Nuclear power plants in Japan have multiple safety measures, which are designed on the assumption that they must ensure the safety of the neighboring communities so that there will be no adverse impacts on their health.

Nuclear power plants are designed to prevent abnormal incidents from occurring. Even if abnormal incidents occur, nuclear plants are also designed to prevent the potential spreading of abnormal incidents and leakage of radioactive materials around plants, which may cause adverse impacts on the surrounding environment.

 Japanese power plants utilize redundant safety measures to keep residential communities around them safe at all times.

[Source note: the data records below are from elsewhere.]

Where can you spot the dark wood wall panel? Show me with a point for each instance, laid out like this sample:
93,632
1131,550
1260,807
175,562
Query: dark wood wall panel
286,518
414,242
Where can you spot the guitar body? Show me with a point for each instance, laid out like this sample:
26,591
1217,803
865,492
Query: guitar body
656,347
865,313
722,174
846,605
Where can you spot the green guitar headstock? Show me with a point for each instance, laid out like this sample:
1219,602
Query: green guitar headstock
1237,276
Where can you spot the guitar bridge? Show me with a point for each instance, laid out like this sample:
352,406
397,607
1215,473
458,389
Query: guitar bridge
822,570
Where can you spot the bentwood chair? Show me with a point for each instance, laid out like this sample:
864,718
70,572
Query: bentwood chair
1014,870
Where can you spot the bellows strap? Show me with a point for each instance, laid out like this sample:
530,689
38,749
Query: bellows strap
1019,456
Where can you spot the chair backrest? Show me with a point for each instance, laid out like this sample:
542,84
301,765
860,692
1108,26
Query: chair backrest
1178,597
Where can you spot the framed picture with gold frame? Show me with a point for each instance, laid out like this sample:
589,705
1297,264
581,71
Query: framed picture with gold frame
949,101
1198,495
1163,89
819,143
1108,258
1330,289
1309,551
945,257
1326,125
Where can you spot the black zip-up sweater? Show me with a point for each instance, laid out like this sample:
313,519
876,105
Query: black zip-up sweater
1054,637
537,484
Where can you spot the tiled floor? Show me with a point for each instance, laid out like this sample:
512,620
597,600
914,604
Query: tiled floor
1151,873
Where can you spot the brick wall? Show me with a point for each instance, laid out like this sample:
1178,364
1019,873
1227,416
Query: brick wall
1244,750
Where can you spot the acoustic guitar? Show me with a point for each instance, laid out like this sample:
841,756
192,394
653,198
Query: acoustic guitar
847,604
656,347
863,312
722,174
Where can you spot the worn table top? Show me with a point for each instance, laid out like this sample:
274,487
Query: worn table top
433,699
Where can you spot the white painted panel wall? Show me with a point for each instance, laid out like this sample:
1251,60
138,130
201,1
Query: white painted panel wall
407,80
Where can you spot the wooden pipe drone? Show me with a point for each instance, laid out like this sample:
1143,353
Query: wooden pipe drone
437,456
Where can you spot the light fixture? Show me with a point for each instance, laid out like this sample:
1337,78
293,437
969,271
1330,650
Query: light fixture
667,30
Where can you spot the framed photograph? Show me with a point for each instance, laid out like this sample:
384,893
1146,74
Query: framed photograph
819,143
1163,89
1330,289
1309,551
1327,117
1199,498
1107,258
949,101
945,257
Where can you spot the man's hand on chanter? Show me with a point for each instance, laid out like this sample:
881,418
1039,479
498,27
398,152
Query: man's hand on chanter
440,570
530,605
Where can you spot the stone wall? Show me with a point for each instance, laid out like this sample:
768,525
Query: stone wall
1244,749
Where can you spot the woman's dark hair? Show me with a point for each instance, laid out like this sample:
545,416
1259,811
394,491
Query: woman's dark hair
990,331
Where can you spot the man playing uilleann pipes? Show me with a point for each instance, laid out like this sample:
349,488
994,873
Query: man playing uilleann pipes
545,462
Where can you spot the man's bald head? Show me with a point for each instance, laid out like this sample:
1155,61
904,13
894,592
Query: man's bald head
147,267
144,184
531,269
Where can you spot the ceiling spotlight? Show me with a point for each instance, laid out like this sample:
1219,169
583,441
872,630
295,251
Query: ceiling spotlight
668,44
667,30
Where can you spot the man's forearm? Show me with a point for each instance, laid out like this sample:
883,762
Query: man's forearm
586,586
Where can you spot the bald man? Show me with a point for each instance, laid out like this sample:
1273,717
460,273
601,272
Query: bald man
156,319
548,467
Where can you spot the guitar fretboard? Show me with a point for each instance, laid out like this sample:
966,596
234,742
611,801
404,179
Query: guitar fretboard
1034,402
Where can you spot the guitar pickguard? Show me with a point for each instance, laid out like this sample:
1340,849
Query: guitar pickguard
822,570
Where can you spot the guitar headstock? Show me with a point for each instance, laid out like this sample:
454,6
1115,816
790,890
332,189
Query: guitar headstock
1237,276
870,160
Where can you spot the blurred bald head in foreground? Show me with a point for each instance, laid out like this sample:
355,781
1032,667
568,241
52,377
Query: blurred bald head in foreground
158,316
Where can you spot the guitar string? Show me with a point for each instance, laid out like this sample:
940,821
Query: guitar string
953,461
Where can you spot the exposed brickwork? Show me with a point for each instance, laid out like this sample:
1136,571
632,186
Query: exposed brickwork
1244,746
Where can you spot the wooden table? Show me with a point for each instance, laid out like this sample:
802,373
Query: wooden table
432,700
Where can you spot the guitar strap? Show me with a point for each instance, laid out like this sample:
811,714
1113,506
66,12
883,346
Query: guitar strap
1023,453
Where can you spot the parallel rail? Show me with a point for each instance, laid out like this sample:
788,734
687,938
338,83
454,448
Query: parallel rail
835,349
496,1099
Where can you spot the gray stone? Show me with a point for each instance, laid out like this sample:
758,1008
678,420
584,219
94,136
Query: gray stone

Measures to be put into action in order to ensure safety during unusual events can be summarized in the following three points:

1. To shut down operating reactors

2. To cool down reactors so as to remove heat from nuclear fuel

3. To contain radioactive materials

Aseismic Measures

Several safety measures against earthquakes are taken at all stages of design, construction of nuclear power plants.

Environmental Radiation Monitoring

Nuclear operators monitor environmental radiation around their facility and radioactivity in environmental samples in order to confi rm that there is no harmful effect on the surrounding environment.

Local governments as well as utilities independently measure radiation dose in the air by radiation monitoring systems around nuclear power plants. In addition, they periodically collect seawater, soil and agricultural as well as sea products to measure and analyze them for radioactive material content and to ensure that power plants have no adverse impact on the surrounding environment.

Safety Assurance Measures implemented after the Fukushima Daiichi Accident

Recognizing the severity of the accident at the Fukushima Daiichi nuclear power station where all power sources for units 1, 2, 3 and 4 failed due to the tsunami, the electric power companies in Japan have committed to reinforcing safety assurance measures at their nuclear power plants focusing on measures against tsunami.

Determined to avoid a repeat of this accident, the electric power companies have been taking both tangible and intangible measures since immediately after the accident, starting with emergency safety measures including the installation of additional emergency power source vehicles and fire engines, as well as upgrading procedure manuals and conducting drills.

The electric power companies have taken diverse measures to ensure that these measures are effective, such as reinforcing the on-site communication system and preparing high-dose resistant protective clothing to allow necessary actions to be taken even in case of a severe accident. The companies are also taking medium- to long-term measures which include installing additional permanent emergency power supply units on high ground, constructing coastal levees, modifying watertight facilities, and large-capacity temporary seawater pumps, in case of a station blackout and loss of sea water cooling systems, and to increase their safety margin.


To enable these efforts to be constantly and objectively evaluated, the Japan Nuclear Safety Institute (JANSI), evaluating the safety improvement activities of electric power companies and giving them technical advice, and the Nuclear Risk Research Center (NRRC), using Probabilistic Risk Assessment (PRA) and proposing solutions based on R&D, were established. The electric power companies take to heart the evaluations and recommendations and are striving to achieve the highest safety level in the world.